Use Tensorflow in AWS Lambda Free Tier

Written by

Perhaps you have trained your own TensorFlow model or want to implement one in a controllable AWS serverless infrastructure. Sometimes your model can not be used with TensorFlow Lite or you want to have the full version, then you realize that AWS Lambda has a storage limit of 250MB (512MB unzipped).

That is not even the size of some versions of the TensorFlow libraries. So, you wonder: is it possible to use Lambda functions to deploy TensorFlow models? The answer is yes! And, in this article, we'll use AWS Lambda + API Gateway + EFS to build a simple web application that can identify images based on a pre-trained model.
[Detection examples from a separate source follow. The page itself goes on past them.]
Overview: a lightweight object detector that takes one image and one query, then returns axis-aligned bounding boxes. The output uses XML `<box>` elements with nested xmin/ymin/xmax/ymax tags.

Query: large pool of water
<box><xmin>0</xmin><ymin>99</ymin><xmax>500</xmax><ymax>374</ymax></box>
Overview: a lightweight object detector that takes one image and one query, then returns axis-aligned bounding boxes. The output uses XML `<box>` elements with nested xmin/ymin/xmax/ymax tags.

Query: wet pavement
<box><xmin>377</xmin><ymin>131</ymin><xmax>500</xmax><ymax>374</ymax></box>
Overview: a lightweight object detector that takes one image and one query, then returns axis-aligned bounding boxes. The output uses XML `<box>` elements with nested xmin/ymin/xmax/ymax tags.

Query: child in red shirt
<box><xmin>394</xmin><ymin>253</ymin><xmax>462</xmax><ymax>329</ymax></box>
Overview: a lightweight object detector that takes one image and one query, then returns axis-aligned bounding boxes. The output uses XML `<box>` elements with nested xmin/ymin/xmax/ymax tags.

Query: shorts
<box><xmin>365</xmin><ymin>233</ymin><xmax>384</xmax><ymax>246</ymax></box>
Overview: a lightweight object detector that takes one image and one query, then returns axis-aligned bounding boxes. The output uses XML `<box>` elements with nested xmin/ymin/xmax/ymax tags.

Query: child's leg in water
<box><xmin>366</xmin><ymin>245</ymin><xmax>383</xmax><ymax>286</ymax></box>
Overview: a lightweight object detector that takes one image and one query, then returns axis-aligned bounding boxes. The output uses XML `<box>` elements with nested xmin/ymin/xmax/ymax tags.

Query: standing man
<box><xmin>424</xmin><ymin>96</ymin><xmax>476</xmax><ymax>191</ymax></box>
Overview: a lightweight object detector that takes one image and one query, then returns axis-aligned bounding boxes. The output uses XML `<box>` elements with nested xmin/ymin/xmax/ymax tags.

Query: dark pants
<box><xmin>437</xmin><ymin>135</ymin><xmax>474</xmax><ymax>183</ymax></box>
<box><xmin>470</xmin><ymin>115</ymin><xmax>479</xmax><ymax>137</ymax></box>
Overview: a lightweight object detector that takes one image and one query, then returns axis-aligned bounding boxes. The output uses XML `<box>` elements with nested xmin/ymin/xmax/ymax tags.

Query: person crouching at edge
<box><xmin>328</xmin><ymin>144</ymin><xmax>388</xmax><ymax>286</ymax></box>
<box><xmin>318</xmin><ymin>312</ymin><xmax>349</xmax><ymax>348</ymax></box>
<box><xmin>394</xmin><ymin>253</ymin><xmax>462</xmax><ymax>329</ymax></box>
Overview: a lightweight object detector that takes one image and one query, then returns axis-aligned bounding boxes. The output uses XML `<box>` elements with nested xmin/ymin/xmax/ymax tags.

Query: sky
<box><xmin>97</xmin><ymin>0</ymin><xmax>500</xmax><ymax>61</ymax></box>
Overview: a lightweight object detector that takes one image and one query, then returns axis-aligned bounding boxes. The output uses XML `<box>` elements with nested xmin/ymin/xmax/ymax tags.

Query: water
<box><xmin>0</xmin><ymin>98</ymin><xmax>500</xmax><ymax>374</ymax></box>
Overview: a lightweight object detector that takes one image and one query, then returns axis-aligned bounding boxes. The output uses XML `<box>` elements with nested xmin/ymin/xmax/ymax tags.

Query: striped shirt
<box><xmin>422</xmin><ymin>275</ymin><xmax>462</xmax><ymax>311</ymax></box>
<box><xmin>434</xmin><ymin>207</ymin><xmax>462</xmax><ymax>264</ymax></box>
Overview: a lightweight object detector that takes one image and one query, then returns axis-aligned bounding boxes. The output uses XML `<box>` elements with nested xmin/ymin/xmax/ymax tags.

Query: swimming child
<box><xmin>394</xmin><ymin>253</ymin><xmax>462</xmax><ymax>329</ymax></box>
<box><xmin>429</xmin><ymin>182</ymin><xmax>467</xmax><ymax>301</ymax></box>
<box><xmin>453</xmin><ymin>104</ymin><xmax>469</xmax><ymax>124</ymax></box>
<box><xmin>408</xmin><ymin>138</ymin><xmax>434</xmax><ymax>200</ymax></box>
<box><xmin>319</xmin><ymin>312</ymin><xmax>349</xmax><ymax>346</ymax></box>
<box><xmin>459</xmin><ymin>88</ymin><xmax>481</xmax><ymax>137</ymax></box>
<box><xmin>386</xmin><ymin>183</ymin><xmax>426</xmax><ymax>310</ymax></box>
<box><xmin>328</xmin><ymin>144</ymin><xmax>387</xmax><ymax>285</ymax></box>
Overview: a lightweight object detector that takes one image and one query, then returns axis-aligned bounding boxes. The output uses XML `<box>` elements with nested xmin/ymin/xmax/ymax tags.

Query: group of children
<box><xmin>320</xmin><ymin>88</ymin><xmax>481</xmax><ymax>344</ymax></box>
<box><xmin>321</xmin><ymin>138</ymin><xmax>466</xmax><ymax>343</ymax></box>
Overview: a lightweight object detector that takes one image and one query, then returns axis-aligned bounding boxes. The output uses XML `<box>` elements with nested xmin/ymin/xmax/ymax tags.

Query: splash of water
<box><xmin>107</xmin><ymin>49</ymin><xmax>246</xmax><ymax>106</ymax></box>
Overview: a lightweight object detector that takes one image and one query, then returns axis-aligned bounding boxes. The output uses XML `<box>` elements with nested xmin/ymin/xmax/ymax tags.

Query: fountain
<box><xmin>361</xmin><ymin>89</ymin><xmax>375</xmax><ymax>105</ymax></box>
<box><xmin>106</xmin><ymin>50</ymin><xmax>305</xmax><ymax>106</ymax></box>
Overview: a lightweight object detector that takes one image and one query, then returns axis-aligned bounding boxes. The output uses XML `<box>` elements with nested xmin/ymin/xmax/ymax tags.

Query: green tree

A controllable, serverless infrastructure gives us the power to implement what we want. In the case of AI models, it can be to protect our models, reduce costs, and, of course, scalability with little DevOps. There are other ways to achieve this, like using Docker containers and Amazon ECR, but these have some important costs associated with them. If we use Lambda, we will always have one million free requests (always), the same for API Gateway (first year), and 5GB of space for EFS (first year).

We are going to use Python in Lambda here, but this can also be used to work with JavaScript or other languages. Better architecture can be achieved with AWS Amplify, Serverless, Terraform, or other IaC frameworks, but the focus of this tutorial is to give a broad overview of how to use EFS + Lambda. Please keep in mind that this tutorial does not have any important considerations in matters of security; its purpose is to only show how to use these components.

All steps in this tutorial work under the free tier of Amazon AWS.

Creating an EFS file system

Let's enter EFS in the Amazon AWS console and click on Create file system.

Let's add the desired name, select a VPC (remember this one, because it is going to be used later), set it to Regional availability (this is under the Free Tier), and finally click on the Create button.

Then, create an Access point. This is how the Lambda function, that we will create later, is going to access the EFS file system.

Type a name and a root directory path, in this case, we set it to: efs-tf-ap and /tf respectively.

Also, set owner ids to 1001 with a 777 permission. Finally, click on the Create access point button.

Accessing the EFS file system through EC2

There are many ways to access the EFS file system and install dependencies, emulating a Lambda environment. For example, it is possible to use the AWS CLI and a Docker container image in order to emulate the behavior of that environment. But, in this article, we are going to use an EC2 instance to access our EFS file system and install all the needed dependencies for our TensorFlow inference model.

Go to EC2 and select the Launch instances button.

Select t2.micro as the instance type, as it is under the free tier.

Note: if your model is too big and needs some processing when downloading, maybe it would be necessary to change this instance to a higher one. Please keep in mind that this instance is only to be used for downloading dependencies and models.

Choose the same VPC selected in the EFS file system

Select the EFS file system created in the steps above and tick Automatically create and attach the required security groups.

Finally, check if SSH is open to the internet.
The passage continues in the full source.